Aunque la gran mayoría de los hombres no sabe para qué necesita el cuerpo el cloruro de sodio, todos lo buscan, en virtud de una necesidad instintiva. Así ocurre también con las capas psíquicas. La gran mayoría de los hombres ha sentido, desde siempre, la necesidad de perduración. Por esta razón nuestra constatación no nos desvía, sino que nos coloca en medio de la calle mayor de la vida humana. Pensamos a tono con el sentido de la vida, aunque no comprendamos lo que pensamos.

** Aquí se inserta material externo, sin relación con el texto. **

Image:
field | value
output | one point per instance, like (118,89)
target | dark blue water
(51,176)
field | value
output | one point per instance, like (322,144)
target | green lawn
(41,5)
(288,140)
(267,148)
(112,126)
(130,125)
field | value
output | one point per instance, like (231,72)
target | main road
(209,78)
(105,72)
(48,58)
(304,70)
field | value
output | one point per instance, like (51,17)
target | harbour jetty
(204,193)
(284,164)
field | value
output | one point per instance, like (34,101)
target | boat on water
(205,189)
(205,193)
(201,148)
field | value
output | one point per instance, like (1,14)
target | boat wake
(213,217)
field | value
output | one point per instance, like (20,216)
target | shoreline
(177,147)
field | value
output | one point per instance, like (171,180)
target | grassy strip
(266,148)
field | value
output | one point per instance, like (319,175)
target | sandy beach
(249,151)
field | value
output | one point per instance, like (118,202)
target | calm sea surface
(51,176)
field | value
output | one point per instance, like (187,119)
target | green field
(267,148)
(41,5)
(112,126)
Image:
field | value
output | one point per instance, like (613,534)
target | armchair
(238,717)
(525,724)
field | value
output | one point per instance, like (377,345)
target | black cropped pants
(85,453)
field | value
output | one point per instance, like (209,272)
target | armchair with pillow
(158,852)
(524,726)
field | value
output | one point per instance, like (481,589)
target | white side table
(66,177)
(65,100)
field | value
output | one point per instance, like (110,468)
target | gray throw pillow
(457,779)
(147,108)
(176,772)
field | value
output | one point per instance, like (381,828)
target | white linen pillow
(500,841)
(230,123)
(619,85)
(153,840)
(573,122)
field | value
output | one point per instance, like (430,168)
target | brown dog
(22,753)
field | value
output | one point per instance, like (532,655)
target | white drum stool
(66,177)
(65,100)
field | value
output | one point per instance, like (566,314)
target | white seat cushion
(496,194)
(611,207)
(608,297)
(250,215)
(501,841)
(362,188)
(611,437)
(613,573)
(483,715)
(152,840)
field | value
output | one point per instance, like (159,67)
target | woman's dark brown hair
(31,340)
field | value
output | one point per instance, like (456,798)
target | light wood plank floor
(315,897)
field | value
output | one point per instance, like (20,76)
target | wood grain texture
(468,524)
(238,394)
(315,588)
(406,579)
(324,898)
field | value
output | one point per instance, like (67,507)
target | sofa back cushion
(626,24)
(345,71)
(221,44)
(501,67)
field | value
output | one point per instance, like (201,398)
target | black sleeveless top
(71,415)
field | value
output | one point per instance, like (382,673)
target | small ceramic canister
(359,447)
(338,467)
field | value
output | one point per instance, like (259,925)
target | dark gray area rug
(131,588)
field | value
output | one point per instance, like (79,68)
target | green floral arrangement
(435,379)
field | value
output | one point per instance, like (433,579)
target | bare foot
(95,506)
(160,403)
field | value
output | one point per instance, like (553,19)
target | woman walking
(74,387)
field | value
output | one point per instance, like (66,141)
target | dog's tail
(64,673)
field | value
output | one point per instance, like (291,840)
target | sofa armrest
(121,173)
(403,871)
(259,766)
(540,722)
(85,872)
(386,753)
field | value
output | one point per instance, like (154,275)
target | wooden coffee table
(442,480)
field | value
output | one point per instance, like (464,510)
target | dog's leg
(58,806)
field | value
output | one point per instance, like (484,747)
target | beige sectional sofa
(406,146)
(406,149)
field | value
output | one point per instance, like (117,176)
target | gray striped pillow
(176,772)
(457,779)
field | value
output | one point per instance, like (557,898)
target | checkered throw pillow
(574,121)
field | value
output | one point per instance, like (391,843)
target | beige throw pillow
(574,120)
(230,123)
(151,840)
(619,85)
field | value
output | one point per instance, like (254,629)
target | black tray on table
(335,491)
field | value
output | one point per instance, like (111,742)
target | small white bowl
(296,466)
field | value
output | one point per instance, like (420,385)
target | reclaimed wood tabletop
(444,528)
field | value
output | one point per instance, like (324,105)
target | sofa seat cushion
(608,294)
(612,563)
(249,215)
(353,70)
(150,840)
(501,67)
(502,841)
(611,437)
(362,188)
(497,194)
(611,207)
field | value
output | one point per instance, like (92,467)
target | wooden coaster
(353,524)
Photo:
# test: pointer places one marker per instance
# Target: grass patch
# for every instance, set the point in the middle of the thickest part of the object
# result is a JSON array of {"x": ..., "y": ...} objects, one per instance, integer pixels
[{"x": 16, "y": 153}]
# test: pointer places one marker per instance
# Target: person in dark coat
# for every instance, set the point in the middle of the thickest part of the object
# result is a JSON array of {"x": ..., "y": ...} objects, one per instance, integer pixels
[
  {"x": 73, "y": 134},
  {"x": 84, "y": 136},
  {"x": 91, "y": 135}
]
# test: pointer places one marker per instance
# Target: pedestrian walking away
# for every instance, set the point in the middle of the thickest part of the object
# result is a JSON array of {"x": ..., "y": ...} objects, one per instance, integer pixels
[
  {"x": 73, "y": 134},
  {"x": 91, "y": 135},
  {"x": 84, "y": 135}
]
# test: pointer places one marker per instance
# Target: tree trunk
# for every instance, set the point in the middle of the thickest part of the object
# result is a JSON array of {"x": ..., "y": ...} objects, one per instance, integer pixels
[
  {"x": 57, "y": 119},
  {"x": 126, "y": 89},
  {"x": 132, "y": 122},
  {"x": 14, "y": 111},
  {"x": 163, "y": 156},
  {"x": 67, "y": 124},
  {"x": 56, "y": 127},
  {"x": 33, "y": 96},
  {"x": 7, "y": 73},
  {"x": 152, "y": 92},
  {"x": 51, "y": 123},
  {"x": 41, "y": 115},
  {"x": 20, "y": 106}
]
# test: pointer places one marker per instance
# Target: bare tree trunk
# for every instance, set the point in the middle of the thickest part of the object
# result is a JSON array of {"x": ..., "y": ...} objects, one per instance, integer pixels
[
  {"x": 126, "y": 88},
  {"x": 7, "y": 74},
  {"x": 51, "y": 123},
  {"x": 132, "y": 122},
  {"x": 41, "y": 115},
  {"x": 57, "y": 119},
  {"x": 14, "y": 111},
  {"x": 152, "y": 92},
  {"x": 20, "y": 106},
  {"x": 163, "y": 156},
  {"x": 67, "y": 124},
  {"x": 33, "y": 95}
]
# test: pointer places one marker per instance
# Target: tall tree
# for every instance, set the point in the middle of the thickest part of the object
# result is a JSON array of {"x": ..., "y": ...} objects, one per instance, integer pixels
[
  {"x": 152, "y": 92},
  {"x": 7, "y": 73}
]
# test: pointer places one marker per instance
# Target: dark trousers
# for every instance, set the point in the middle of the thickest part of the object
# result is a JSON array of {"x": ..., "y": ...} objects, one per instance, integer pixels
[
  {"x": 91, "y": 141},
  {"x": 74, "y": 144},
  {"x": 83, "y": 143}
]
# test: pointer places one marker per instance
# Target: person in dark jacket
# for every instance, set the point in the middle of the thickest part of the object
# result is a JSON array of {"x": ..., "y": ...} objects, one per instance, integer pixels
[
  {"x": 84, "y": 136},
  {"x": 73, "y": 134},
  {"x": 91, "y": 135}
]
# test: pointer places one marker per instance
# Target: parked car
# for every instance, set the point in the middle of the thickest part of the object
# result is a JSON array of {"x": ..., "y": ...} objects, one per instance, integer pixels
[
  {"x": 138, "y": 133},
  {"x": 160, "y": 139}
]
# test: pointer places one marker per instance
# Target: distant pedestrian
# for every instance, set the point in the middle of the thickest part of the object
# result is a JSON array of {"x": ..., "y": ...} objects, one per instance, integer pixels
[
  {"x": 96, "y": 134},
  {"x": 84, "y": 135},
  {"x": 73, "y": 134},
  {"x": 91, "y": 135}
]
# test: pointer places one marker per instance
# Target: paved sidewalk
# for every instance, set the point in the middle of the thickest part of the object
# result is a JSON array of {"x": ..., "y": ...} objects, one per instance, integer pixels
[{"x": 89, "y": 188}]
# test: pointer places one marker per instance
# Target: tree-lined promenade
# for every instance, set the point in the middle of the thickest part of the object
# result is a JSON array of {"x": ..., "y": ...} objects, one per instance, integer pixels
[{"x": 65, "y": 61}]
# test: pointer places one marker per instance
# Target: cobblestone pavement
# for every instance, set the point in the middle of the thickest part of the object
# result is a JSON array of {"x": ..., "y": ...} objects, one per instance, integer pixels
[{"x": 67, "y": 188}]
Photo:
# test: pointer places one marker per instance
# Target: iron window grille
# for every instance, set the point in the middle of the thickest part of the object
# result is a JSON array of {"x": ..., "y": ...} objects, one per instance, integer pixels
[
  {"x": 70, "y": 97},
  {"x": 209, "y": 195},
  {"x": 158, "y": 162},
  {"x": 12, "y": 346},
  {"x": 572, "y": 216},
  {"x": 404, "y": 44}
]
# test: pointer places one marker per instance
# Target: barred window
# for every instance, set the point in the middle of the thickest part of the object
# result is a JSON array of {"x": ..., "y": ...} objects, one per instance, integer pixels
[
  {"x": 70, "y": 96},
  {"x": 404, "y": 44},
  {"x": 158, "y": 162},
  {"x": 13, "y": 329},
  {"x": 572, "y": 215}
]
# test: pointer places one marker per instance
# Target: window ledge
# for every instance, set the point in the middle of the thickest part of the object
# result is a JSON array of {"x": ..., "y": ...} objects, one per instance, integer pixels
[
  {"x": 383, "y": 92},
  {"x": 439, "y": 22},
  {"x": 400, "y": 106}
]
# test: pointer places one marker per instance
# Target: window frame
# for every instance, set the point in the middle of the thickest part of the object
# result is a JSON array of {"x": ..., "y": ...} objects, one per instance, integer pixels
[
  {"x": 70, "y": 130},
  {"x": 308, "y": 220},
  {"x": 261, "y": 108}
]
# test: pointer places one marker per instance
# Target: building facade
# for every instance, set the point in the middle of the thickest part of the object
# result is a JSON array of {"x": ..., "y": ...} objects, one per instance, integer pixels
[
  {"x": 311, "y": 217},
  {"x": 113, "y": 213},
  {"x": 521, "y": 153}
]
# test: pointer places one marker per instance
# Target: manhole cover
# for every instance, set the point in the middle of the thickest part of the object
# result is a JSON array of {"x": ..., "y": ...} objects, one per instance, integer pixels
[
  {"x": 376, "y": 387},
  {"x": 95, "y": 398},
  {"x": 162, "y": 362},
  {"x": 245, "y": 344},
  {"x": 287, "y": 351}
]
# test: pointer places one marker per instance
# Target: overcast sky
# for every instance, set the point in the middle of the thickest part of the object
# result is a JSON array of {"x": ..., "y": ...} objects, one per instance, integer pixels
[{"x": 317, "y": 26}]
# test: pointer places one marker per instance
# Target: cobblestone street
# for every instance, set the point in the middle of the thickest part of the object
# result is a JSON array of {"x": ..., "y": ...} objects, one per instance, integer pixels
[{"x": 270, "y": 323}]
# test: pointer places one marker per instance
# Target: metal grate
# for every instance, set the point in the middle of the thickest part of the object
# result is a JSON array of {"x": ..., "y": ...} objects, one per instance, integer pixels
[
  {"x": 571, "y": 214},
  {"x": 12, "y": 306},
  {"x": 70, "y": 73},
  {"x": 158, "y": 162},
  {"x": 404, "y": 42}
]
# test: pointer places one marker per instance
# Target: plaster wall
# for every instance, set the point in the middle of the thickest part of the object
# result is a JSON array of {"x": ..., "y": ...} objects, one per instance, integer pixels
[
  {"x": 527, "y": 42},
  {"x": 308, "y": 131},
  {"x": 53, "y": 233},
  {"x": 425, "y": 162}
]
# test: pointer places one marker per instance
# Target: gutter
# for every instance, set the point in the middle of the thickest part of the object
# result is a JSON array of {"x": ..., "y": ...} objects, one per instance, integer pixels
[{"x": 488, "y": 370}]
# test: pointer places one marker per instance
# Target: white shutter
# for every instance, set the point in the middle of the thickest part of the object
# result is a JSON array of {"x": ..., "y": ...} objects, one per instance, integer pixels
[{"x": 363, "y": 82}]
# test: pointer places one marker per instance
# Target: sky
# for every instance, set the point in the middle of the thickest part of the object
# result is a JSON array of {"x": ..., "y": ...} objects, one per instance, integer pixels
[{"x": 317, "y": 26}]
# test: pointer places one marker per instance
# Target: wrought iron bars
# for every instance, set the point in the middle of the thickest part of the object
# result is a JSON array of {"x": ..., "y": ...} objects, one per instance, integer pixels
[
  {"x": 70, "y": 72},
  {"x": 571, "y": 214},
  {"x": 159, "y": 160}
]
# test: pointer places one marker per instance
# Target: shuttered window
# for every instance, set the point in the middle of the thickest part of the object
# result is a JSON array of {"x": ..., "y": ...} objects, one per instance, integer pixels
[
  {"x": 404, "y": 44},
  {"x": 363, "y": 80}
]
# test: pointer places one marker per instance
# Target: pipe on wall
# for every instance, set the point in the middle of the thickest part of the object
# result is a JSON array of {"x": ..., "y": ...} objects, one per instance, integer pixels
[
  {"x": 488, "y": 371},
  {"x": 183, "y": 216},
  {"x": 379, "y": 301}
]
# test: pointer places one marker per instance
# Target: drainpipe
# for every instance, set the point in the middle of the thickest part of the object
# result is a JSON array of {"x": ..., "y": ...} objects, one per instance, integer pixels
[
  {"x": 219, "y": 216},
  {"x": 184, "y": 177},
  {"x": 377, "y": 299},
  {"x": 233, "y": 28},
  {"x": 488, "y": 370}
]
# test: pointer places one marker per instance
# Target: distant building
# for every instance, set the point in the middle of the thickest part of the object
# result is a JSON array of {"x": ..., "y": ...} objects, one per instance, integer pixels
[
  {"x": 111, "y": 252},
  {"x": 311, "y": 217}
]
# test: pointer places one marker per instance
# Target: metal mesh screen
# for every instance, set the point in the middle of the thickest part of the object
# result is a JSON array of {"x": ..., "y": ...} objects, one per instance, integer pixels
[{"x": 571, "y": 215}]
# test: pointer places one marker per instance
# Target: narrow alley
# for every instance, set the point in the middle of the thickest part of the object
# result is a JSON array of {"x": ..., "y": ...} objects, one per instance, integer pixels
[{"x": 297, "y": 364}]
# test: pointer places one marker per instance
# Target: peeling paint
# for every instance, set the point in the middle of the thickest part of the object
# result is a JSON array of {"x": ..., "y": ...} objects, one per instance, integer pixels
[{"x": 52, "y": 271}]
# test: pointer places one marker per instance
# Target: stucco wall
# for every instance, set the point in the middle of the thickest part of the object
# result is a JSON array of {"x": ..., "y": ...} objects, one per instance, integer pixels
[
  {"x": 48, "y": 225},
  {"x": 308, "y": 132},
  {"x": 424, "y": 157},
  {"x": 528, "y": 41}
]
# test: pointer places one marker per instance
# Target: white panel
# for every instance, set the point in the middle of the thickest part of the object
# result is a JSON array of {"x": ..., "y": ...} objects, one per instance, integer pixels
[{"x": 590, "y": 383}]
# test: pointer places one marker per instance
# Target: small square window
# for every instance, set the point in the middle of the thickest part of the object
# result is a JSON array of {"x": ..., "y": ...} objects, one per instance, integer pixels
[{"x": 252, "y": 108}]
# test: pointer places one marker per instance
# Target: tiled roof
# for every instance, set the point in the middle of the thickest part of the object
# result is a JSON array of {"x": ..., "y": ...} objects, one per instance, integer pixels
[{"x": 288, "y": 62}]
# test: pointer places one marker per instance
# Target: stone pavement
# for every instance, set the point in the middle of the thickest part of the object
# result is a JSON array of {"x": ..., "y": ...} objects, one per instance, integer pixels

¿Es que comprendemos alguna vez lo que pensamos? Entendemos únicamente aquel pensar que no consiste más que en establecer una igualdad, de la que no sacamos nada más que aquello que hemos puesto en ella. Pero por encima del intelecto hay un pensar con imágenes primigenias, con símbolos más viejos que el hombre histórico, congénitos en él desde los primeros tiempos, y que sobreviven a todas las generaciones, llenando desde siempre de una manera viva los fundamentos de nuestras almas. Una vida plena no consiste en volver a ellos. En realidad no se trata de fe ni de saber, sino del acuerdo entre nuestro pensamiento y las protoimágenes de nuestro inconsciente, matrices irrepresentables de aquellas ideas que nuestra conciencia acaba pensando siempre. Y una de estas idea primordiales es la de la vida más allá de la muerte. No hay relación posible entre la ciencia y estas imágenes primordiales. Son datos irracionales, condiciones a priori de la imaginación, con la que, en último término, se identifican, y la ciencia sólo a posteriori puede investigar su adecuación y justificación, así como por ejemplo, la glándula tiroides pudo ser considerada antes del siglo XIX, como órgano sin significación alguna. Las protoimágenes son para mí algo así como órganos psíquicos a los que concedo la mayor importancia; así que me atrevo a decir a un paciente de edad avanzada: «Su imagen de Dios o su idea de la inmortalidad está atrofiada; en consecuencia, su metabolismo psíquico anda desconcertado». Más profundo y lleno de sentido de lo que pensamos es el viejo elixir de la inmortalidad.
Voy a permitirme de nuevo volver un momento a la comparación solar. Los 180 grados del arco de nuestra vida se dividen en cuatro partes. El primer cuarto oriental es la infancia, estado sin problemas; somos problema para los demás, pero no tenemos conciencia de nuestra problemática propia. La problemática consciente alcanzan las secciones segunda y tercera, y en el último cuarto, en la vejez, nos sumergimos nuevamente en un estado en que, desentendiéndonos de nuestra situación de conciencia, volvemos a ser un problema para los demás. Infancia y vejez son manifiestamente distintas, pero tienen algo en común, y es ese sumergirse en el inconsciente psíquico. Como el alma del niño se va desenvolviendo a través del inconsciente, su psicología, aunque difícil, es más abordable que la del anciano, que vuelve a hundirse en el inconsciente hasta desaparecer poco a poco. Infancia y vejez son los estados no problemáticos de la vida; por eso no me he detenido en ellos.